(19-05-2022, 03:11 PM)locque Wrote: It's basically how a real scale would work, the plate of the scale is locked on the y axis and propped up by spring joint. The script takes the local y position of the plate when turning it on as a baseline and then tracks the the height differential to that point.
This assumes an infinitely small timestep, which is true in the real world (since time is continuous) but not at all in a simulation, where time is discrete. Every simulation step, position is integrated from velocity, and velocity from acceleration.The accuracy of the integration is affected by the timestep length, being better the smaller the timestep is.
The following graph shows the trajectory of an object integrated using Euler's method (a variant of which is the most widely used one in realtime physics engines): As you can see, the simulated trajectory significantly diverges from the real one over time:
If you were to measure the mass of the object using its position at time T (assuming a given impulse at T=0), you'd underestimate it. By chopping up time into smaller chunks, you'd get a piecewise linear approximation that's closer to the real thing.
By using positional deltas to measure weight instead of forces/impulses you're measuring the approximation of an approximation, the quality of which depends on the timestep length used. To make things worse constraint corrections aren't instantly propagated, so the more objects you add on top of your scale, the less precise it will be.
The usual way to implement a scale in a game is to measure contact impulses between the scale plate and the object(s) being weighted, convert these to forces (dividing by the timestep) and then divide by gravitational acceleration to get mass.

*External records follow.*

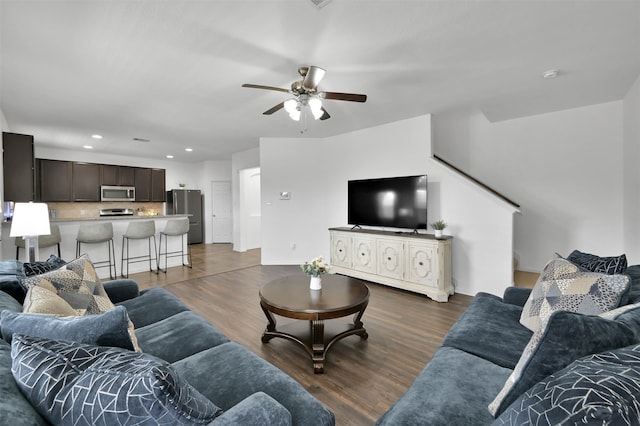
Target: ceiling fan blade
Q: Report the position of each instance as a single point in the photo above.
(274, 109)
(259, 86)
(313, 77)
(353, 97)
(325, 115)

Imho you should try this, this is what I assumed you were doing in the first place and why I asked if you were using the full timestep length or the substep length to perform this calculation.
(19-05-2022, 03:11 PM)locque Wrote: That doesn't seem to be the way it works, decreasing the fixed timestep has almost no effect on the fluid behaviour compared to raising the solver substeps.

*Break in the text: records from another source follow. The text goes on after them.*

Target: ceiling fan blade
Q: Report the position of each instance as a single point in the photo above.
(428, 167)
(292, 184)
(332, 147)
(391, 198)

This is the expected behavior:
A) Using a timestep of X and 8 substeps yields an effective timestep length of X/8.
B) Using a timestep of X/8 seconds and 1 substep yields an effective timestep length of X/8/1 = X/8.

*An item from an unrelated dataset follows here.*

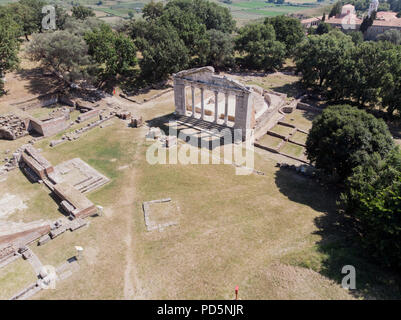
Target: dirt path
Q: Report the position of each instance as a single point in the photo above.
(133, 288)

As you see, the timestep used by the fluid simulation is the exact same in both cases, so the behavior of the fluid should be pretty much identical in A) and B). Any differences are due to collision detection being performed only once per full step, and reusing the results over all substeps.
However, in case A)
the timestep used by Unity's physics engine is X but the one
used by Obi is eight times smaller. In case B,
both engines use a timestep of X/8,
which increases the accuracy of Unity's physics simulation as well.
The reason why I suggested to try B) is to improve your weighting scale precision by using a smaller timestep for Unity's simulation, while keeping identical fluid behavior.